Nocturnal eczema: Review of sleep and circadian rhythms in children with atopic dermatitis and future research directions

Atopic dermatitis (AD) is characterized by intense nocturnal pruritis, which can severely impact sleep continuity and quality. Sixty percent of children with AD experience sleep disturbance due to their condition, with 83% reporting disturbance during exacerbations. Sleep deprivation has been shown to alter immune function. In the case of school-aged children, it can impair linear growth, and in fact short stature has been described in children with AD only when associated with insufficient sleep. Fishbein et al review our current understanding of the role of sleep and circadian rhythms in nocturnal AD, current treatments, and future research directions (J Allergy Clin Immunol 2015; 136: 1170-1177).

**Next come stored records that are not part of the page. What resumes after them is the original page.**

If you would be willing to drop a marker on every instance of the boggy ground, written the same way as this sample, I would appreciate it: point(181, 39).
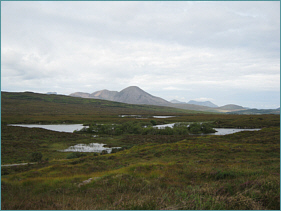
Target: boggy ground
point(237, 171)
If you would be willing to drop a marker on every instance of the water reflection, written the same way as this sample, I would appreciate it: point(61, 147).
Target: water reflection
point(68, 128)
point(220, 131)
point(92, 147)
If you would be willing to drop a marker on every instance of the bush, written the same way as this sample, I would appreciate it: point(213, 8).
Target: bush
point(36, 157)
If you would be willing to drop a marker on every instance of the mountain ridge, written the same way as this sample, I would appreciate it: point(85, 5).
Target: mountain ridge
point(135, 95)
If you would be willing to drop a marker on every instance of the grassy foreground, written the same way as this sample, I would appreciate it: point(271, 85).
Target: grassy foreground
point(238, 171)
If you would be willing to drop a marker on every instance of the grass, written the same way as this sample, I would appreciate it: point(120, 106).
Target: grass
point(179, 172)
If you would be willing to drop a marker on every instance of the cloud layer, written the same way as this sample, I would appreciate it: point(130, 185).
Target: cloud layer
point(225, 51)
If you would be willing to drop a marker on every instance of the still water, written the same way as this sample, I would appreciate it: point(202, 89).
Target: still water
point(92, 147)
point(68, 128)
point(220, 131)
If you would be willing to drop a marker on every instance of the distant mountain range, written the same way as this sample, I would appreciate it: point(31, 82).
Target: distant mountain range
point(135, 95)
point(131, 95)
point(204, 103)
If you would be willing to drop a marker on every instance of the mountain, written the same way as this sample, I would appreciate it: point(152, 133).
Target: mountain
point(104, 94)
point(205, 103)
point(80, 94)
point(257, 111)
point(131, 95)
point(176, 101)
point(230, 108)
point(135, 95)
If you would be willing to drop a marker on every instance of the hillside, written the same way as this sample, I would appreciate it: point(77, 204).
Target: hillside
point(131, 95)
point(135, 95)
point(205, 103)
point(28, 107)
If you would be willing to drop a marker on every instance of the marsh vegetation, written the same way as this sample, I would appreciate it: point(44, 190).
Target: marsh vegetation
point(175, 169)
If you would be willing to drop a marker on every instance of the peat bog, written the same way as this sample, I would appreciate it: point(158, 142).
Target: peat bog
point(153, 170)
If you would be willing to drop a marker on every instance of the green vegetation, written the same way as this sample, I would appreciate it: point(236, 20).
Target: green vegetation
point(144, 128)
point(173, 170)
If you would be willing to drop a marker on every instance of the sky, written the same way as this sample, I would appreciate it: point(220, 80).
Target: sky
point(221, 51)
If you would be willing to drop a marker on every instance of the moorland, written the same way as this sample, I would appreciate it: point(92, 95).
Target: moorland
point(176, 169)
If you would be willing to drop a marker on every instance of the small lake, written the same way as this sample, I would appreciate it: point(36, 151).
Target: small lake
point(68, 128)
point(163, 117)
point(92, 147)
point(226, 131)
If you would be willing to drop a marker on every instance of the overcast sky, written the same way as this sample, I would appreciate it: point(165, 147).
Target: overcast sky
point(225, 52)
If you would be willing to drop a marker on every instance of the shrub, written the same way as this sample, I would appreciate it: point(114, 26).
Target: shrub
point(75, 155)
point(36, 157)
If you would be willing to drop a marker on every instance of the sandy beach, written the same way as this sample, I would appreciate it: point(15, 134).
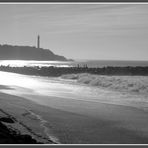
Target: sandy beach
point(70, 118)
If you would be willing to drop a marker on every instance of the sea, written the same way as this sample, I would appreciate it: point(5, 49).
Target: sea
point(81, 63)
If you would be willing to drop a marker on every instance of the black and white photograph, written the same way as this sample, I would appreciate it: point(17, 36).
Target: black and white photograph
point(73, 73)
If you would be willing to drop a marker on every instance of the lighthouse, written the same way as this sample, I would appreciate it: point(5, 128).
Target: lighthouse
point(38, 41)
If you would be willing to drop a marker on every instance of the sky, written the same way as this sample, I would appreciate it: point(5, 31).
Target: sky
point(79, 31)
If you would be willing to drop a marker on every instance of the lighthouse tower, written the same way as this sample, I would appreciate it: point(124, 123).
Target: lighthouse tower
point(38, 41)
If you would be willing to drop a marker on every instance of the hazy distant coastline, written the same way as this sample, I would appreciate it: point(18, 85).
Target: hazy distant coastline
point(9, 52)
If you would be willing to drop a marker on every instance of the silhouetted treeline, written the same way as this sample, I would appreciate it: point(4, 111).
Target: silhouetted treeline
point(58, 71)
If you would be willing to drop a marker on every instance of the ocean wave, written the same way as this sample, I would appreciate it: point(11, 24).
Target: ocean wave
point(137, 84)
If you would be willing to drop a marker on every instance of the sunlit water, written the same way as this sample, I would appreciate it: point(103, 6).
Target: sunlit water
point(89, 63)
point(23, 85)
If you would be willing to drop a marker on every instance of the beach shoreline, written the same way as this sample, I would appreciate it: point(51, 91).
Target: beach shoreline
point(69, 126)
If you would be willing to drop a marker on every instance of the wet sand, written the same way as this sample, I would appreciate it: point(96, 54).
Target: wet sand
point(85, 124)
point(70, 118)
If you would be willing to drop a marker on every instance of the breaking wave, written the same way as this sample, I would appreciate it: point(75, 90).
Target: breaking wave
point(137, 84)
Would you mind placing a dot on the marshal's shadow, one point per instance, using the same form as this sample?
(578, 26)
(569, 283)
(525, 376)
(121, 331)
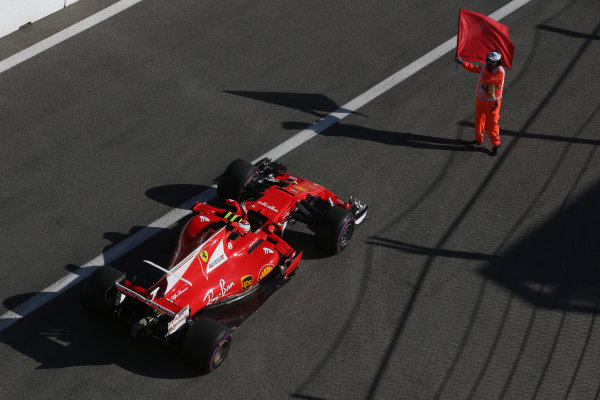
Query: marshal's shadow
(555, 267)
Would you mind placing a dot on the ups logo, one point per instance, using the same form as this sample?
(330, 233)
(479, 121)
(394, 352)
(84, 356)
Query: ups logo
(246, 282)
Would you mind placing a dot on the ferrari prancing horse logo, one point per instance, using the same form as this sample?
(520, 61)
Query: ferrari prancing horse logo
(204, 255)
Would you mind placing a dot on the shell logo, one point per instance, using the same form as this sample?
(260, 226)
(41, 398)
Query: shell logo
(265, 271)
(204, 256)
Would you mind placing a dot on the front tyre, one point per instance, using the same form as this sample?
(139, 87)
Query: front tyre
(206, 344)
(335, 230)
(99, 293)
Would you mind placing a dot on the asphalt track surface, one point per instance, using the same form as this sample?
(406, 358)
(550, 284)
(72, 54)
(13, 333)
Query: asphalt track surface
(474, 277)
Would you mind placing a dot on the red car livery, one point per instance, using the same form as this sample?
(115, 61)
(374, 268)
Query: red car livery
(227, 261)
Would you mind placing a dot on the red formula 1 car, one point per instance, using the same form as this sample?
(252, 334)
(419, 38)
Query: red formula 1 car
(227, 260)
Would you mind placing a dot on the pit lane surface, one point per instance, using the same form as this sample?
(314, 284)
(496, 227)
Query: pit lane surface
(474, 276)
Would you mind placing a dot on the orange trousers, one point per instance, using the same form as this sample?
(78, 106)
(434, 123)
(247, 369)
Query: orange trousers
(487, 119)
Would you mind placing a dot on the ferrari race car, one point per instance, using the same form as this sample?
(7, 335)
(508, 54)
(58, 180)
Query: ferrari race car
(227, 260)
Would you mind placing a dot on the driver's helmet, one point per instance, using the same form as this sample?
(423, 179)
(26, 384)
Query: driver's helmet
(244, 225)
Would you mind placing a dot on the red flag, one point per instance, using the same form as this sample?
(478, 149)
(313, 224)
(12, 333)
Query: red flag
(478, 35)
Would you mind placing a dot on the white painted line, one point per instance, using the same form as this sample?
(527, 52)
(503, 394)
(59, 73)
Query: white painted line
(65, 34)
(176, 214)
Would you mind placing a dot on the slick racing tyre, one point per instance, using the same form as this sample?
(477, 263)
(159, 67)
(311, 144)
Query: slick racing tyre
(335, 229)
(236, 179)
(206, 344)
(99, 293)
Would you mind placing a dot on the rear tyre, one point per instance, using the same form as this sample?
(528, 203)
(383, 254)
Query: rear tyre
(206, 344)
(99, 293)
(236, 179)
(335, 229)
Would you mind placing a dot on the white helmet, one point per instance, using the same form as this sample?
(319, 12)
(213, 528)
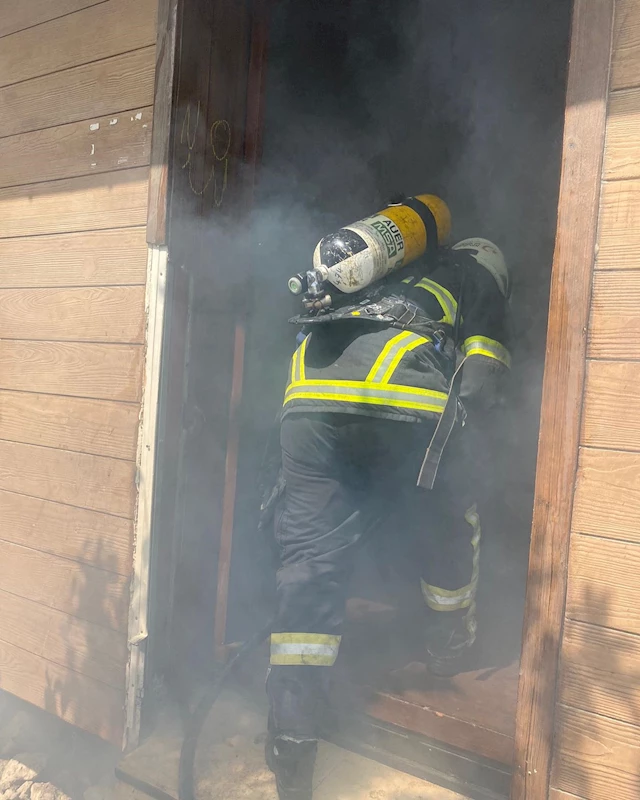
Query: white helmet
(490, 257)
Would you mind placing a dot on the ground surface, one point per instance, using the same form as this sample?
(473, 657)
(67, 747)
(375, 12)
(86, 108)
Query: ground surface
(230, 764)
(42, 758)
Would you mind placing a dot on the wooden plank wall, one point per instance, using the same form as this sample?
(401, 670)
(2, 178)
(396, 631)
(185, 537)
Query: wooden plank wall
(76, 108)
(597, 741)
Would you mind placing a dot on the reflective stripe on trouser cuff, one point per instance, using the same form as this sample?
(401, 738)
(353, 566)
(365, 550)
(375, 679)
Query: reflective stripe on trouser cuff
(446, 600)
(483, 346)
(304, 649)
(386, 394)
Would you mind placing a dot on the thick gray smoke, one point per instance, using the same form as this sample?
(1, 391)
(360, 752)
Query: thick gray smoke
(462, 99)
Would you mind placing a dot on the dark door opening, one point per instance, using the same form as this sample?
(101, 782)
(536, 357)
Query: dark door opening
(463, 100)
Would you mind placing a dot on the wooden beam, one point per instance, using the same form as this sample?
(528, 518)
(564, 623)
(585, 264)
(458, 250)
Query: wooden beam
(585, 121)
(165, 90)
(146, 462)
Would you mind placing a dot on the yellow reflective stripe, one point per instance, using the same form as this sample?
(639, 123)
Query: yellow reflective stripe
(400, 355)
(483, 346)
(380, 387)
(304, 649)
(392, 354)
(390, 346)
(302, 350)
(373, 401)
(453, 599)
(297, 363)
(444, 297)
(445, 600)
(370, 393)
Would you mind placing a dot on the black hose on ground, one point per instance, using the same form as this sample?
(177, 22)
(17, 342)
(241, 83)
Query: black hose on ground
(193, 729)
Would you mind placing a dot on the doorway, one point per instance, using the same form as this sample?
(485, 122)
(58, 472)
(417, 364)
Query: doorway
(463, 100)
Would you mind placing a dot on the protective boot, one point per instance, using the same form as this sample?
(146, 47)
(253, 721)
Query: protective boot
(450, 635)
(292, 762)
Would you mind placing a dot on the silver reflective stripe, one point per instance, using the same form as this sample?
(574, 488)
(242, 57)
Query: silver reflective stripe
(444, 297)
(304, 649)
(445, 600)
(483, 346)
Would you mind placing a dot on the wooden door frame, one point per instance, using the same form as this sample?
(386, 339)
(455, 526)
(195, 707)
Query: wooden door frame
(564, 374)
(562, 393)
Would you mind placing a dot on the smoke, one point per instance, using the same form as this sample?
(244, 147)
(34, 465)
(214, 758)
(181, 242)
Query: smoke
(462, 99)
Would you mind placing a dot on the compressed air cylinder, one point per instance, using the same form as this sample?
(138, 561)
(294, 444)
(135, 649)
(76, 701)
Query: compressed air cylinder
(366, 251)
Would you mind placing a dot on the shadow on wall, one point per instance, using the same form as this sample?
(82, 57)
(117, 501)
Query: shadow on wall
(597, 714)
(89, 690)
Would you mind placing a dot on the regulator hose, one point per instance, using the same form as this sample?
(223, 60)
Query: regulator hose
(195, 723)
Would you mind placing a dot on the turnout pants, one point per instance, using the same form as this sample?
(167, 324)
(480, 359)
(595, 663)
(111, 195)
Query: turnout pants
(346, 475)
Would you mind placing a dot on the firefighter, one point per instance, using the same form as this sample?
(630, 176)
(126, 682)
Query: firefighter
(369, 389)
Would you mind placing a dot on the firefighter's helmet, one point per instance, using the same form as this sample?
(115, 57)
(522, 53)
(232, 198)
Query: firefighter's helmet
(488, 255)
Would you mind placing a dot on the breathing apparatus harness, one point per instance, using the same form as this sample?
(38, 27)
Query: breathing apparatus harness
(376, 305)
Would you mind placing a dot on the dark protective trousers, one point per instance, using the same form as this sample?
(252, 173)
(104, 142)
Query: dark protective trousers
(345, 476)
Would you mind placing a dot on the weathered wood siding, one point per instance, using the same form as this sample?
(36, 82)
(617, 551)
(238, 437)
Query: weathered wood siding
(76, 107)
(597, 729)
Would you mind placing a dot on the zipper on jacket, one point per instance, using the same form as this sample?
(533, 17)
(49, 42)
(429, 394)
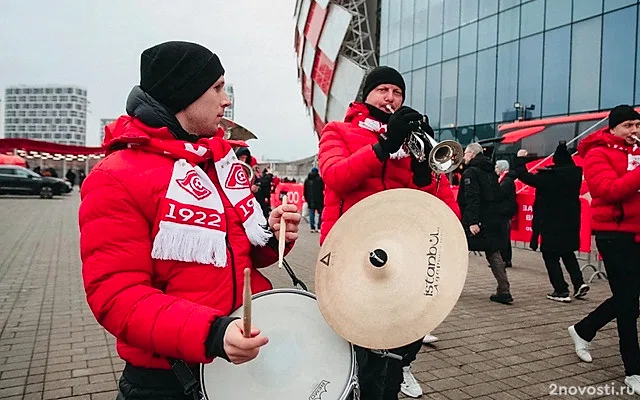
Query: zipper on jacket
(233, 273)
(384, 170)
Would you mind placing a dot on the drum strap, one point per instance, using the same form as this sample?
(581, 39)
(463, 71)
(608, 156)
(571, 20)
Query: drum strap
(187, 379)
(273, 243)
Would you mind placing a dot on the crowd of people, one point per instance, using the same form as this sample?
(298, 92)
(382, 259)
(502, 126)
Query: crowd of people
(165, 286)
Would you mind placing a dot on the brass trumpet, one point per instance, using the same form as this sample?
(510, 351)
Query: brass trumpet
(443, 157)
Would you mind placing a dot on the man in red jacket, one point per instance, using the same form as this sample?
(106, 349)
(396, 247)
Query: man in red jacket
(167, 226)
(611, 159)
(364, 155)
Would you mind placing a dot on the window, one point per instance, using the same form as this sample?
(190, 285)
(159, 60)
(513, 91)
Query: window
(585, 73)
(509, 25)
(451, 14)
(507, 83)
(419, 55)
(504, 4)
(433, 94)
(467, 93)
(434, 50)
(615, 4)
(485, 87)
(405, 59)
(468, 11)
(394, 25)
(450, 45)
(487, 32)
(436, 8)
(555, 84)
(449, 93)
(532, 18)
(420, 20)
(558, 13)
(418, 90)
(530, 75)
(406, 25)
(586, 8)
(617, 58)
(488, 7)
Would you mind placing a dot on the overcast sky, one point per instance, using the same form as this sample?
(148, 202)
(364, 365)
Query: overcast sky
(97, 45)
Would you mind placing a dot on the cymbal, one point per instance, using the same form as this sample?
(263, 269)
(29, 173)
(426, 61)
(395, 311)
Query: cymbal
(235, 131)
(391, 269)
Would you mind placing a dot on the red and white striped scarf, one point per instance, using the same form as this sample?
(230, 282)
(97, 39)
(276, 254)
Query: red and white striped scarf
(192, 224)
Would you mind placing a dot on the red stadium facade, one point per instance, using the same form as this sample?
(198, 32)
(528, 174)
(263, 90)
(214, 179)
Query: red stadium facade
(336, 44)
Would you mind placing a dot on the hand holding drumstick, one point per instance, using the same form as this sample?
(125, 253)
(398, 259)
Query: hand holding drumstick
(242, 342)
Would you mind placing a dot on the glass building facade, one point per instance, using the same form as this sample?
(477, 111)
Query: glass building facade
(466, 62)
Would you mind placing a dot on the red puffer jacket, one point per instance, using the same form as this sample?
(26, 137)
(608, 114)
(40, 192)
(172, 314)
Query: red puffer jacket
(154, 308)
(351, 170)
(613, 180)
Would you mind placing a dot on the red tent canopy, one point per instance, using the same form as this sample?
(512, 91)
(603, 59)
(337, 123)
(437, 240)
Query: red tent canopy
(29, 145)
(12, 160)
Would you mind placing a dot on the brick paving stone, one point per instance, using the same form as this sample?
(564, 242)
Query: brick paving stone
(51, 346)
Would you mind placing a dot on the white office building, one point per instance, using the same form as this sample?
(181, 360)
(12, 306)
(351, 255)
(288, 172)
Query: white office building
(228, 112)
(50, 113)
(104, 122)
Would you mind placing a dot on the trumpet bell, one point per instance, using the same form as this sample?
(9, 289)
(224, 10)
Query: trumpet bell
(446, 156)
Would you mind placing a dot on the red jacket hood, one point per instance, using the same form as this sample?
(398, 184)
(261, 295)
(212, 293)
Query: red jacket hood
(600, 138)
(127, 129)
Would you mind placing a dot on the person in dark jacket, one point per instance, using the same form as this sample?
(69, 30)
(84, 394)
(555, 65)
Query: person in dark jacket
(314, 196)
(480, 201)
(556, 220)
(509, 207)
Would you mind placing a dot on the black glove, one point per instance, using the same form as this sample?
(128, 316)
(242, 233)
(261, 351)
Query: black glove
(401, 123)
(422, 175)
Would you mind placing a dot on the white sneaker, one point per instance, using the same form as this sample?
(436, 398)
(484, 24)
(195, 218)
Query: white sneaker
(410, 386)
(582, 346)
(429, 339)
(633, 382)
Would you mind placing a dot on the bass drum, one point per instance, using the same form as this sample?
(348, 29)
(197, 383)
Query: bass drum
(304, 359)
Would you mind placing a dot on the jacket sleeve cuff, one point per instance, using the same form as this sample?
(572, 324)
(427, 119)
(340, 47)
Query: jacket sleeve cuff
(380, 153)
(214, 346)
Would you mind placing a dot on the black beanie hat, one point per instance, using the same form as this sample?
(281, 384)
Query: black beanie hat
(561, 156)
(382, 75)
(177, 73)
(620, 114)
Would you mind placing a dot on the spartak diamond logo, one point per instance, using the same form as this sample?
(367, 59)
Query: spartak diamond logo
(237, 178)
(193, 185)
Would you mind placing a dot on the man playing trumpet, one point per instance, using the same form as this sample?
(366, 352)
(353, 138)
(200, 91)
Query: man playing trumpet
(362, 156)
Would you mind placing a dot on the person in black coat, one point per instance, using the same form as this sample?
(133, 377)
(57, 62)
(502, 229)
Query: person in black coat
(556, 219)
(314, 196)
(480, 201)
(509, 206)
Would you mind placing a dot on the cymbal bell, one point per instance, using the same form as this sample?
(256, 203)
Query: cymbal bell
(391, 269)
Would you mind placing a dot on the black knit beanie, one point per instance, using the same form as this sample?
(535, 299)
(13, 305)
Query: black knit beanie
(382, 75)
(177, 73)
(620, 114)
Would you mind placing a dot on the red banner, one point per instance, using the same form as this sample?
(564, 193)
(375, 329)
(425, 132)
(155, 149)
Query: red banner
(521, 223)
(295, 195)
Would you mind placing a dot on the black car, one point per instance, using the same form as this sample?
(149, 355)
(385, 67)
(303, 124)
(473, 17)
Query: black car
(22, 181)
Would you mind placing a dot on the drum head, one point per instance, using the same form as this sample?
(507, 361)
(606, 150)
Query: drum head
(304, 358)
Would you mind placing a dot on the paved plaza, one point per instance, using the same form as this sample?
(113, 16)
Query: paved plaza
(52, 348)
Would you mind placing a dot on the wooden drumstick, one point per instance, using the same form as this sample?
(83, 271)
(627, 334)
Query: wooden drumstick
(282, 238)
(246, 317)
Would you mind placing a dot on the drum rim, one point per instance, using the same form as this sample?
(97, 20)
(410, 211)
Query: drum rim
(353, 380)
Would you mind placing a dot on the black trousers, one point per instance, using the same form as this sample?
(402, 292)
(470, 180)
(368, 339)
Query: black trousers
(380, 377)
(621, 257)
(147, 384)
(506, 252)
(552, 262)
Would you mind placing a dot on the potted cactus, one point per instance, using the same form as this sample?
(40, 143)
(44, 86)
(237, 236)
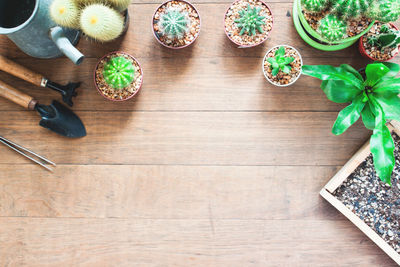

Despite the widespread prevalence of sleep dysfunction in children with AD, the mechanisms that lead to it are not well understood. Nighttime factors such as cortisol nadir, increased skin temperature, and poor barrier function may contribute to noctural AD exacerbations, as may circadian variation in the expression of inflammatory cytokines such as IL-2, IL-6, and the pruritus-specific TH2 cytokine IL-31. In addition, children with AD can have comorbidities including increased susceptibility to infection; heightened sensitivity to sensory stimulation; and restless leg syndrome, defined as an urge at night and prior to sleep to move the legs.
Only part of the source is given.